In 2001, Lindo starred in several diverse film roles. After playing a space traveling cop navigating wormholes in pursuit of a murderer (Jet Li) in the martial arts sci-fi action flick, “The One,” he appeared alongside luminaries Robert Redford, James Gandolfini and Mark Ruffalo in the ham-handed military prison drama “The Last Castle.” He next appeared in David Mamet’s “Heist,” another in a line of crime dramas from the former playwright depicting backstabbing thieves spouting clipped dialogue laden with sharp profanity and wearied machismo. Lindo returned to television, playing a mentally retarded man who meets same (Kirstie Alley) at an institution and starts a family with her over the objections of authorities in the made-for-TV movie, “Profoundly Normal” (CBS, 2003). After playing the creator of a ship sent to detonate a nuclear weapon inside the Earth’s core in the dreadful sci-fi actioner, “The Core” (2003), Lindo appeared in the big budget adventure, “Sahara” (2005), starring Matthew McConaughey, Steve Zahn and Penelope Cruz.

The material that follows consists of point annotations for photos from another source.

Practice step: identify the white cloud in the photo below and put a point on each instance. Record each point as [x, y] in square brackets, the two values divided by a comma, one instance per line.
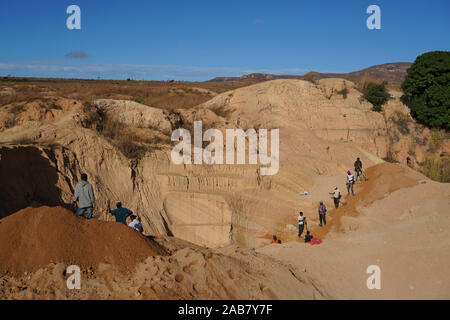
[121, 71]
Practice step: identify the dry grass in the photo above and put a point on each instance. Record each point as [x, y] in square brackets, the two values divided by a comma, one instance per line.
[159, 94]
[134, 143]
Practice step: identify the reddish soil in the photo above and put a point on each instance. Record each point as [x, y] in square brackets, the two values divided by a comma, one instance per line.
[384, 179]
[34, 237]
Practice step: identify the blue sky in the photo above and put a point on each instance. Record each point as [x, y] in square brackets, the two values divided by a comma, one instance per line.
[198, 40]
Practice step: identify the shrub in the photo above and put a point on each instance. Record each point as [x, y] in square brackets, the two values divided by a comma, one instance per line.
[222, 111]
[426, 89]
[376, 94]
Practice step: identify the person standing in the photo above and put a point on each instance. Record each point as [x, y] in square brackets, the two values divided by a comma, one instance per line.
[136, 223]
[358, 169]
[336, 196]
[350, 182]
[301, 223]
[322, 214]
[84, 194]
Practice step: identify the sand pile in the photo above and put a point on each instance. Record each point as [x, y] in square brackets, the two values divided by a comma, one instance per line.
[35, 237]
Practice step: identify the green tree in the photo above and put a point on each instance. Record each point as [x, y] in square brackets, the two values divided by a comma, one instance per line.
[427, 89]
[376, 94]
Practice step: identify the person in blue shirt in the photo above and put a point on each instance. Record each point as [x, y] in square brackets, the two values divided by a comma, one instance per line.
[121, 213]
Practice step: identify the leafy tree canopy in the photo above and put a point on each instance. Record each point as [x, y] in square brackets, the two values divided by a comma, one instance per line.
[427, 89]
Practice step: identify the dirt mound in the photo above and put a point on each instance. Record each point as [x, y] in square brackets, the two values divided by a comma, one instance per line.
[35, 237]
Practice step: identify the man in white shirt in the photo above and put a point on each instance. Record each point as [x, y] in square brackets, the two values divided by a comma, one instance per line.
[136, 224]
[336, 196]
[350, 182]
[301, 223]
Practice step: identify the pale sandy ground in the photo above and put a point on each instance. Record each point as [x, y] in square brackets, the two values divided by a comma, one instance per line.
[405, 234]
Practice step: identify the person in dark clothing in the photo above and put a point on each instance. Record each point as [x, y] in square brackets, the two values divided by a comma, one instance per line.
[301, 223]
[322, 213]
[336, 196]
[308, 237]
[120, 213]
[84, 194]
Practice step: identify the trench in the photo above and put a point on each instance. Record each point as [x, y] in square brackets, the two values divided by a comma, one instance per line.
[28, 178]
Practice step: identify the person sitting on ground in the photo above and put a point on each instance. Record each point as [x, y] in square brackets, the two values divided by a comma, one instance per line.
[350, 182]
[136, 223]
[301, 223]
[84, 194]
[121, 213]
[308, 237]
[336, 196]
[322, 213]
[358, 169]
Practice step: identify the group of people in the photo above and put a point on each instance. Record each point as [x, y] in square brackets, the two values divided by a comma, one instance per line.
[84, 195]
[322, 210]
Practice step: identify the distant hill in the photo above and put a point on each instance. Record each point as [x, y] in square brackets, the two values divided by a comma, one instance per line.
[392, 72]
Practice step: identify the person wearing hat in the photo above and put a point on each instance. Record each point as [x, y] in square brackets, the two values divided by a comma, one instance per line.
[358, 169]
[84, 194]
[136, 223]
[336, 196]
[301, 223]
[121, 213]
[350, 182]
[322, 214]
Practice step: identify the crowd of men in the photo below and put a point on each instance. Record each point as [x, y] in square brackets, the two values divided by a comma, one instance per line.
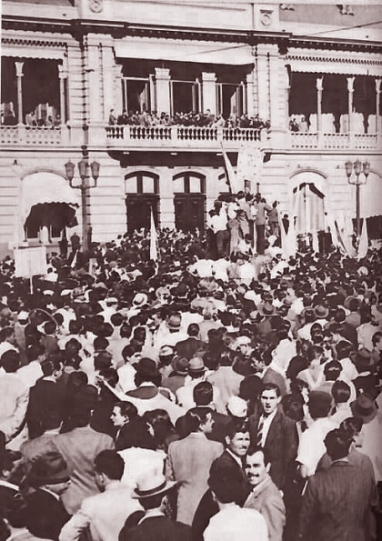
[181, 400]
[148, 119]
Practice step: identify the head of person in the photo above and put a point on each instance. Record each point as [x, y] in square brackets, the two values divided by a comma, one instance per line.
[51, 472]
[256, 466]
[203, 393]
[224, 485]
[108, 466]
[123, 413]
[10, 361]
[332, 371]
[337, 444]
[352, 427]
[200, 420]
[320, 404]
[341, 392]
[237, 438]
[270, 398]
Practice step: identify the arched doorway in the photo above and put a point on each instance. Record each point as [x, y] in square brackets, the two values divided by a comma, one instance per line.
[308, 210]
[189, 201]
[47, 207]
[142, 196]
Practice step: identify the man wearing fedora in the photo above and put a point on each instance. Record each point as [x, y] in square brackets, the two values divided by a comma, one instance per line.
[44, 513]
[336, 505]
[147, 396]
[152, 492]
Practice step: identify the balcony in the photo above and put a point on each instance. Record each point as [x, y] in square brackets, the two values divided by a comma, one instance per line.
[179, 138]
[334, 141]
[30, 136]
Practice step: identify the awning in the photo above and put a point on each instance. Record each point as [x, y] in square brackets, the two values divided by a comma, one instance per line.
[181, 51]
[44, 187]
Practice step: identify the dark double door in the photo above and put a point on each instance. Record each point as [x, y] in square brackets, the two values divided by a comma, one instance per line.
[189, 212]
[139, 211]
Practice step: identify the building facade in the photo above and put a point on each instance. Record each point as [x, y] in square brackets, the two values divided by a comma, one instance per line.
[70, 68]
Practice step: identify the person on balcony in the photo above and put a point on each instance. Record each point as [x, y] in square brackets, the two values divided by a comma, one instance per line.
[30, 119]
[112, 118]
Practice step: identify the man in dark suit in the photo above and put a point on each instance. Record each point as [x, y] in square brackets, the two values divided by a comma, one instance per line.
[337, 503]
[189, 347]
[152, 525]
[231, 464]
[276, 433]
[44, 513]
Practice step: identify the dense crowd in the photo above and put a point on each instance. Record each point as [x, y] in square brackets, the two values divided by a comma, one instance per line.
[208, 120]
[180, 399]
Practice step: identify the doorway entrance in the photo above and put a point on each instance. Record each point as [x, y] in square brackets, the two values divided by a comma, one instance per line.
[189, 201]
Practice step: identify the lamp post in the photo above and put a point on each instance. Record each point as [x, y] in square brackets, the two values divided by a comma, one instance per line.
[357, 174]
[83, 171]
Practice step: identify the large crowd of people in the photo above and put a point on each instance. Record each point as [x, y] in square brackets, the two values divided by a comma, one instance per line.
[185, 399]
[148, 119]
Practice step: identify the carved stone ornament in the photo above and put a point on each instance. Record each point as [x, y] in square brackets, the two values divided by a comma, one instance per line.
[96, 6]
[266, 18]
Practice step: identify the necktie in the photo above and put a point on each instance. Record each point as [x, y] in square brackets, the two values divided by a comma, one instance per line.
[259, 435]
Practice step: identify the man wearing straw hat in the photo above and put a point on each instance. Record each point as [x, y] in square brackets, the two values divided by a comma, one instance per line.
[152, 492]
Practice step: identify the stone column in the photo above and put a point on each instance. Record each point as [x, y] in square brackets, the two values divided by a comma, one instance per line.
[350, 84]
[162, 88]
[377, 106]
[320, 89]
[19, 75]
[250, 99]
[209, 92]
[62, 75]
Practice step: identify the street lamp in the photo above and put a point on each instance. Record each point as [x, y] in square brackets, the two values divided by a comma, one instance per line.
[361, 172]
[83, 171]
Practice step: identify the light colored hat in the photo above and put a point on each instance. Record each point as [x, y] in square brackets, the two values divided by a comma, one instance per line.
[140, 300]
[152, 484]
[196, 364]
[237, 407]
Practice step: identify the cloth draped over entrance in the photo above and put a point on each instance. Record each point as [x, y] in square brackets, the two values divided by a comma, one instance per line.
[42, 188]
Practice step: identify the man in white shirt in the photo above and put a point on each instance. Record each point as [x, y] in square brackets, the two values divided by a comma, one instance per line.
[103, 514]
[232, 523]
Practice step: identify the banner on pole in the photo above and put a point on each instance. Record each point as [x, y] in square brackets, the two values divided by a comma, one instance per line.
[30, 262]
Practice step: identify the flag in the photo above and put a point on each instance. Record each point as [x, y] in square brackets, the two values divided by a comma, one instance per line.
[153, 239]
[363, 242]
[231, 175]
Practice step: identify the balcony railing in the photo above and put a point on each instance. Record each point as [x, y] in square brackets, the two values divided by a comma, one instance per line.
[179, 137]
[334, 141]
[43, 136]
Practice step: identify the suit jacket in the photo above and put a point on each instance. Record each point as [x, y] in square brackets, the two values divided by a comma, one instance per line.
[189, 462]
[79, 447]
[336, 505]
[280, 446]
[103, 515]
[44, 515]
[157, 529]
[207, 507]
[266, 498]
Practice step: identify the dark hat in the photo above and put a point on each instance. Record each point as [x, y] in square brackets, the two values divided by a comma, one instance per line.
[180, 365]
[174, 321]
[147, 368]
[321, 311]
[267, 309]
[49, 469]
[364, 408]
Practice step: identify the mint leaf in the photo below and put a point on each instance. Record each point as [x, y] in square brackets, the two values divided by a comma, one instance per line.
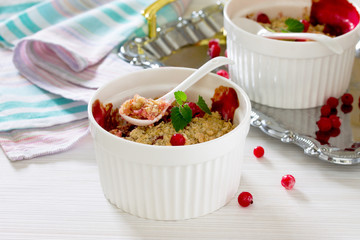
[186, 112]
[202, 105]
[294, 25]
[180, 97]
[177, 119]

Lindo switched over to the small screen for a spell, appearing in “The Exonerated” (2005), a made-for-Court TV movie adapted from a play written by Jessica Blank and Erik Jensen about six wrongly accused people whose death row sentences are overturned through the hard work of dedicated lawyers. The stories—taken from real-life cases and culled from mountains of court testimony, interviews and letters—were devoid of any political arguments for or against the death penalty, allowing the stories of the wrongly accused to be told with maximum emotional impact. Lindo next gave a standout performance in the award-winning cable movie, “Lackawanna Blues” (HBO, 2005), playing Mr. Luscious, a one-armed man with a strange past who, along with an assorted cast of characters, lives in a boarding house run by a strong and dignified woman (S. Epatha Merkerson). After a small role as a bail bondsman in “Domino” (2005), a true-to-life tale about a former fashion model turned drug-abusing bounty hunter (Keira Knightley), Lindo was cast in his first regular series role, playing a soon-to-be retired FBI agent brought in by an independent investigator (Jeremy Sisto) to help solve a kidnapping involving the teenaged son of a wealthy family (Dana Delany and Timothy Hutton).